Stability of rotating scalar boson stars with nonlinear interactions

TL;DR

This paper investigates the stability of rotating scalar boson stars with nonlinear interactions, revealing that certain nonlinearities can suppress instabilities, and explores the nonlinear evolution leading to fragmentation or black hole formation.

Contribution

It demonstrates how nonlinear scalar interactions can stabilize rotating boson stars against known instabilities and analyzes their nonlinear dynamical outcomes.

Findings

Nonlinear interactions can quench non-axisymmetric instabilities in boson stars.

Instability persists in m=1 boson stars in the non-relativistic limit without nonlinear effects.

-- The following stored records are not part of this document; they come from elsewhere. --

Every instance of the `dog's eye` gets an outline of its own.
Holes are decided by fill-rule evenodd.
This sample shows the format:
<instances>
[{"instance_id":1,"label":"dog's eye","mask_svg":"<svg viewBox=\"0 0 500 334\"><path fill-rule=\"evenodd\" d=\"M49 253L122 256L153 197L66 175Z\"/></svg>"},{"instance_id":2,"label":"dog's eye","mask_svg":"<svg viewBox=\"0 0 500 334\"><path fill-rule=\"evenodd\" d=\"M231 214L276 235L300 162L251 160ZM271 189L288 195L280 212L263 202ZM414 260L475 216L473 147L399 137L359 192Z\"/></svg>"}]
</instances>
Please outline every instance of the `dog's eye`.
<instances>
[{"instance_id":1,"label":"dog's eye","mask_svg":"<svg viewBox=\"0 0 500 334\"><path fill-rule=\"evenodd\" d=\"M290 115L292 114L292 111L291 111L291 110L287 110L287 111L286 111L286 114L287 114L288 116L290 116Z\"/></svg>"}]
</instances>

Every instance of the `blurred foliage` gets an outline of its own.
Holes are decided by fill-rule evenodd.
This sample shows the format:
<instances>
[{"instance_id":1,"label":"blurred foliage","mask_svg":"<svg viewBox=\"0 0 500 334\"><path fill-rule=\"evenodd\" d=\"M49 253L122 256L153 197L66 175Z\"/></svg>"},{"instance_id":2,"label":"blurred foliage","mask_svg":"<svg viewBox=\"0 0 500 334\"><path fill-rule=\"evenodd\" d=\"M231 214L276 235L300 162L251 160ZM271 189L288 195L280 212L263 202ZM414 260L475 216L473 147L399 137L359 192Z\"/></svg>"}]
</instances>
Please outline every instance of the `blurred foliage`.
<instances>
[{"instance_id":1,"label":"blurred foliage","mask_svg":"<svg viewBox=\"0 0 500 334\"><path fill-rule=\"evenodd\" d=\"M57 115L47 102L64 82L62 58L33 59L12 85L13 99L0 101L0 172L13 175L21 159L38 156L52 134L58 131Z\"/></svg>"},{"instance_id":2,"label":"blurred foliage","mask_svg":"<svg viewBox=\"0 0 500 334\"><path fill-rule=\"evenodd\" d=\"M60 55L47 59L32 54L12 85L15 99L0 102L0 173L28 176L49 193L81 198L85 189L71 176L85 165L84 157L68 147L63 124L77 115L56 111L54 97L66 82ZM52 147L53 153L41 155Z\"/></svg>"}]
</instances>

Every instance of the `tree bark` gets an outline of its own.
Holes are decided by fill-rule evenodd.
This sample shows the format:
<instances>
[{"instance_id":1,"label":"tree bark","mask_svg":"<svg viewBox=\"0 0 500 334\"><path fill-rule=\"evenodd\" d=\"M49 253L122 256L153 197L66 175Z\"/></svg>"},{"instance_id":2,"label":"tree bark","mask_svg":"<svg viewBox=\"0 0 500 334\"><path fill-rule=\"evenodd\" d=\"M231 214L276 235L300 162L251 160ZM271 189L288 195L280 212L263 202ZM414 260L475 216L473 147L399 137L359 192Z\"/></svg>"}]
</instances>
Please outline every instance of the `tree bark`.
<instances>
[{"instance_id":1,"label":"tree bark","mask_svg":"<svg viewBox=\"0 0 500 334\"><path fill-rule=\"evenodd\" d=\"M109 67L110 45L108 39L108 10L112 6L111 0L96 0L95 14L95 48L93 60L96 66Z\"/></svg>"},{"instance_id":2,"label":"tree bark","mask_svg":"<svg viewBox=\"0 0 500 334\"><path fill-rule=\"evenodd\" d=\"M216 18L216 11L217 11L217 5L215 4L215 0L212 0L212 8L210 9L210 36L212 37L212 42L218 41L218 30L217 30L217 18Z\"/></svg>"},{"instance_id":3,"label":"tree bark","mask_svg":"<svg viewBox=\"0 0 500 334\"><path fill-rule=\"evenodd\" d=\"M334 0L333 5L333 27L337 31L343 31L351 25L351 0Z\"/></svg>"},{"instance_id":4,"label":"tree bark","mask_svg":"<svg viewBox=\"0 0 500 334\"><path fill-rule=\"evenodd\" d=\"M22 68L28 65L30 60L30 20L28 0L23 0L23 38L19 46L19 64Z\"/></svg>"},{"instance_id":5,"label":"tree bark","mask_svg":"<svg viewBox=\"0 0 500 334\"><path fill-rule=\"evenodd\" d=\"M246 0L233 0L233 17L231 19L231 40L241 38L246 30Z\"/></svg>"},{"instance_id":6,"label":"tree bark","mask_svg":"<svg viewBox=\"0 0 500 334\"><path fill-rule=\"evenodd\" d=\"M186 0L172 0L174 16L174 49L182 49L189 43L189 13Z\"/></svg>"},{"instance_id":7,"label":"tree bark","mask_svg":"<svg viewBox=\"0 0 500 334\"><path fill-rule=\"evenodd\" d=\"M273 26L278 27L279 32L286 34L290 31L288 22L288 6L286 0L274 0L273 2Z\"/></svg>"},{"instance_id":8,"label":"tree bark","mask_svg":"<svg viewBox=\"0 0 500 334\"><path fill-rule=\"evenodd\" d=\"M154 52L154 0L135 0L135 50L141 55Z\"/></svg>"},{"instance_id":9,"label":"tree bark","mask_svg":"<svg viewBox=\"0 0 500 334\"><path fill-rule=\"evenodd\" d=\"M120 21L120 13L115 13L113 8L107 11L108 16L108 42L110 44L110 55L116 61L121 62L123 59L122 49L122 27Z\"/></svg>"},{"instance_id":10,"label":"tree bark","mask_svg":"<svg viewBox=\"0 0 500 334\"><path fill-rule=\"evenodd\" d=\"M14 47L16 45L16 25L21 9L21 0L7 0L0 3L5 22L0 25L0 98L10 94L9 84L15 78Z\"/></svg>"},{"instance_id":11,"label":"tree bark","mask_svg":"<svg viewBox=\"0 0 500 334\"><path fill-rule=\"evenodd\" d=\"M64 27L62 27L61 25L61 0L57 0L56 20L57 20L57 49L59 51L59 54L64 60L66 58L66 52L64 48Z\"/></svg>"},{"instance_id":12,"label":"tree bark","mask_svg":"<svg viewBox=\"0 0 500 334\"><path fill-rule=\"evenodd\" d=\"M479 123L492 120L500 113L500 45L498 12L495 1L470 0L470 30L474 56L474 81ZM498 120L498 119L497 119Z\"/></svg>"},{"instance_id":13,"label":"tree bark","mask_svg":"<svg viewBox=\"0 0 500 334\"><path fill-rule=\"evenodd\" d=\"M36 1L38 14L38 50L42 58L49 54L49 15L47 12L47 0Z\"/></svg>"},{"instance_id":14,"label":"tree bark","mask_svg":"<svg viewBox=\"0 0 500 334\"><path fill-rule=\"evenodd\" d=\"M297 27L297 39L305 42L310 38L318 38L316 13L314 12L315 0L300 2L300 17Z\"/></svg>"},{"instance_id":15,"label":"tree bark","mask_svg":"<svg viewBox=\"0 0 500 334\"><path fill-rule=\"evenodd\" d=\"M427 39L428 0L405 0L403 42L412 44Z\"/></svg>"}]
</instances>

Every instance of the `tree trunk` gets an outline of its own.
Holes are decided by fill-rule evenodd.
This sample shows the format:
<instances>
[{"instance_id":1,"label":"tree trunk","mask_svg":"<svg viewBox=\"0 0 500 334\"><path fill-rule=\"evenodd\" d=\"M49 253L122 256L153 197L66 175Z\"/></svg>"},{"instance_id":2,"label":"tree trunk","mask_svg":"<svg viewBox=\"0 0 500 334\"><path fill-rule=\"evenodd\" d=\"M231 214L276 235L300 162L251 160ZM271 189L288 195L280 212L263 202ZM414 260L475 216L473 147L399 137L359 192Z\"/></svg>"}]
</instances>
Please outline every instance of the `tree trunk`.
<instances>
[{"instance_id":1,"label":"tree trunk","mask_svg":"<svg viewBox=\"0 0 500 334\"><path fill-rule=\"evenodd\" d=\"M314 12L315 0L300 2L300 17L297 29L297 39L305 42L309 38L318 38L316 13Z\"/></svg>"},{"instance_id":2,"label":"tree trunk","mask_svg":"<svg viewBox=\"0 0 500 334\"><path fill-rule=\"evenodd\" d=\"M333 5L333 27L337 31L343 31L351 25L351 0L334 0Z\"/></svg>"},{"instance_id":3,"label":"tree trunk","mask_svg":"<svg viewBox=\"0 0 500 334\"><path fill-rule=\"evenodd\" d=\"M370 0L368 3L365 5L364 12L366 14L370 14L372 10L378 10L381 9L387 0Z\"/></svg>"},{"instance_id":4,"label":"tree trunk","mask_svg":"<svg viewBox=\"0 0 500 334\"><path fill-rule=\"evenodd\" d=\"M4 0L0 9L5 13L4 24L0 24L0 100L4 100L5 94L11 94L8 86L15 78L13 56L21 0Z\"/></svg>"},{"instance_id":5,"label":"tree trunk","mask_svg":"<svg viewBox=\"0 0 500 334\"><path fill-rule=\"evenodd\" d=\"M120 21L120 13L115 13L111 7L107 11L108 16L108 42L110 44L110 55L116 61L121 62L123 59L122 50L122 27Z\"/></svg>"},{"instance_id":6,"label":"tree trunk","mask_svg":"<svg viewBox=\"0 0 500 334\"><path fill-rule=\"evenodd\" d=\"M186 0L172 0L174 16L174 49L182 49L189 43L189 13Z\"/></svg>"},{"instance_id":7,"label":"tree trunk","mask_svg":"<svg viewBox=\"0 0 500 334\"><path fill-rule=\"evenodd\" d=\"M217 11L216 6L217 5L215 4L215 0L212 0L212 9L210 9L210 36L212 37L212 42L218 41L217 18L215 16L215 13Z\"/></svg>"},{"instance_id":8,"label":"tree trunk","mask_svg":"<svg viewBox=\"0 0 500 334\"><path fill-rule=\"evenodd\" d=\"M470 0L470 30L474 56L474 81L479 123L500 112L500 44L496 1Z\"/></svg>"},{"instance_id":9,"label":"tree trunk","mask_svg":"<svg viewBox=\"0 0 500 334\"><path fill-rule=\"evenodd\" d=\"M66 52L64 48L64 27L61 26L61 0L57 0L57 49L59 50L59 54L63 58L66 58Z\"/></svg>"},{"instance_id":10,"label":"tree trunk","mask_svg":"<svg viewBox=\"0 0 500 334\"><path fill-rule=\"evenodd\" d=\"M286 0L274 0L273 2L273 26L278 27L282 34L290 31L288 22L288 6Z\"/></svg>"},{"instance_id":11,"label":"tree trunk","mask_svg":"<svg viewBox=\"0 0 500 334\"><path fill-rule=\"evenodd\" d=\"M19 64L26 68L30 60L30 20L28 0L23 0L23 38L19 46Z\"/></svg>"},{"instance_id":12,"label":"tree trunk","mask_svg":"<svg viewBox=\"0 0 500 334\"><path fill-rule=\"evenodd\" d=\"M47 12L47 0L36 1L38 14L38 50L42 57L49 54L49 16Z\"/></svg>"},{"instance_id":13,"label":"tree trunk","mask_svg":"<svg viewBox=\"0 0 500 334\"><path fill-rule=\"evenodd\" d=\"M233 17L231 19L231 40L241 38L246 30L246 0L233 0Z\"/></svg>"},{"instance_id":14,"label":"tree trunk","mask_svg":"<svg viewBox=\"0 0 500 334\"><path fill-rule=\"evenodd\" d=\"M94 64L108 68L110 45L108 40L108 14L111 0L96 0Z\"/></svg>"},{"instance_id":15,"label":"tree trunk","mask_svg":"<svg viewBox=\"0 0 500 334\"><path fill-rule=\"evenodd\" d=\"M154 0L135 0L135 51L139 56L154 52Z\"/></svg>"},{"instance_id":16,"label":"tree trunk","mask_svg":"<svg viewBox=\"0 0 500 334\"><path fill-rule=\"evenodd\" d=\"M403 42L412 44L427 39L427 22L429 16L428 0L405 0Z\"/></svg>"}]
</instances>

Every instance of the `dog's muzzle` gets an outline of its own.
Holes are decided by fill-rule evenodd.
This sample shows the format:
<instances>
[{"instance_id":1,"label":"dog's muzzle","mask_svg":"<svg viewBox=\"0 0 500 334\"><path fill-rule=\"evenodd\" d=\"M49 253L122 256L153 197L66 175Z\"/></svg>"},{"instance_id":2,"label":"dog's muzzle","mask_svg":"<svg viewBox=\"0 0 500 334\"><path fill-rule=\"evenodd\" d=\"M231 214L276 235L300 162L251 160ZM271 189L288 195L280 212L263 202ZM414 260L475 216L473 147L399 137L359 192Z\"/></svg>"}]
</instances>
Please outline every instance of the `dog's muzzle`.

Some rapidly rotating boson stars remain stable over many dynamical times.

Abstract

We study the stability of rotating scalar boson stars, comparing those made from a simple massive complex scalar (referred to as mini boson stars), to those with several different types of nonlinear interactions. To that end, we numerically evolve the nonlinear Einstein-Klein-Gordon equations in 3D, beginning with stationary boson star solutions. We show that the linear, non-axisymmetric instability found in mini boson stars with azimuthal number $m=1$ persists across the entire parameter space for these stars, though the timescale diverges in the Newtonian limit. Therefore, any boson star with $m=1$ that is sufficiently far into the non-relativistic regime, where the leading order mass term dominates, will be unstable, independent of the nonlinear scalar self-interactions. However, we do find regions of $m=1$ boson star parameter space where adding nonlinear interactions to the scalar potential quenches the non-axisymmetric instability, both on the non-relativistic, and the relativistic branches of solutions. We also consider select boson stars with $m=2$, finding instability in all cases. For the cases exhibiting instability, we follow the nonlinear development, finding a range of dynamics including fragmentation into multiple unbound non-rotating stars, and formation of binary black holes. Finally, we comment on the relationship between stability and criteria based on the rotating boson star's frequency in relation to that of a spherical boson star or the existence of a co-rotation point. The boson stars that we find not to exhibit instability when evolved for many dynamical times include rapidly rotating cases where the compactness is comparable to that of a black hole or neutron star.